1. You need to decide on a story by story basis what you want to achieve via social media. Sarah Marshall, social media director for the Wall Street Journal says:

Are you wanting to achieve clickthroughs, or are you wanting to give people a service? Now if you’re properly doing your job best, you’re giving people a service, you’re telling people what’s going on in Kobani at the moment, or what Turkey’s position is, you’re essentially giving them a service but not requiring them to click through either on Facebook or Twitter. But then as a news organisation you don’t get the hits.”
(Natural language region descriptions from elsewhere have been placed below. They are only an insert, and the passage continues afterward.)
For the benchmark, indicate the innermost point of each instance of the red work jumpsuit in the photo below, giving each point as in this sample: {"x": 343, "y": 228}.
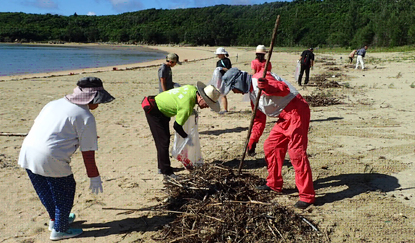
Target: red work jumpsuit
{"x": 289, "y": 133}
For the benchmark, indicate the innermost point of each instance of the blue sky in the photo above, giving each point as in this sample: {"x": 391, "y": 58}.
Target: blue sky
{"x": 109, "y": 7}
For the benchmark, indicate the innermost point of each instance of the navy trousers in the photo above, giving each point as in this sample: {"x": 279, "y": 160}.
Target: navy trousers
{"x": 57, "y": 195}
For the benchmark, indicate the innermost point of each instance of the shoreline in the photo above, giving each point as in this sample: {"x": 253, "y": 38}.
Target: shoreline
{"x": 186, "y": 54}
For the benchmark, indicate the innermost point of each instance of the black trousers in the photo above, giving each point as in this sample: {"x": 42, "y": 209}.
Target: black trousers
{"x": 307, "y": 74}
{"x": 160, "y": 129}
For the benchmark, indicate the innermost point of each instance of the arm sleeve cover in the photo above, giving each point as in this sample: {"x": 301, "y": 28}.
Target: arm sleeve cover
{"x": 179, "y": 130}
2. Newsrooms need to focus on what kinds of stories do well on various platforms and go from there. Do you create content specifically for a platform? Maybe. Or it could even be as simple as changing the way you write the headline on Facebook as opposed to Twitter.

3. You can use reader response as a way to edit the story. As long as you’re updating and letting readers know you’re updating (and not just erasing your mistakes and sneaking off), you should gauge a story’s success and make it better. If people are going to be looking, you might want to change that featured image. Or link to more content internally. It’s also a way to know what interests people, leading to better follow-ups and additional content, an interactive map of election districts if a gerrymandering story is performing well, for example.

The whole point is to use social media and analyze it. How does your newsroom use metrics to change the workflow?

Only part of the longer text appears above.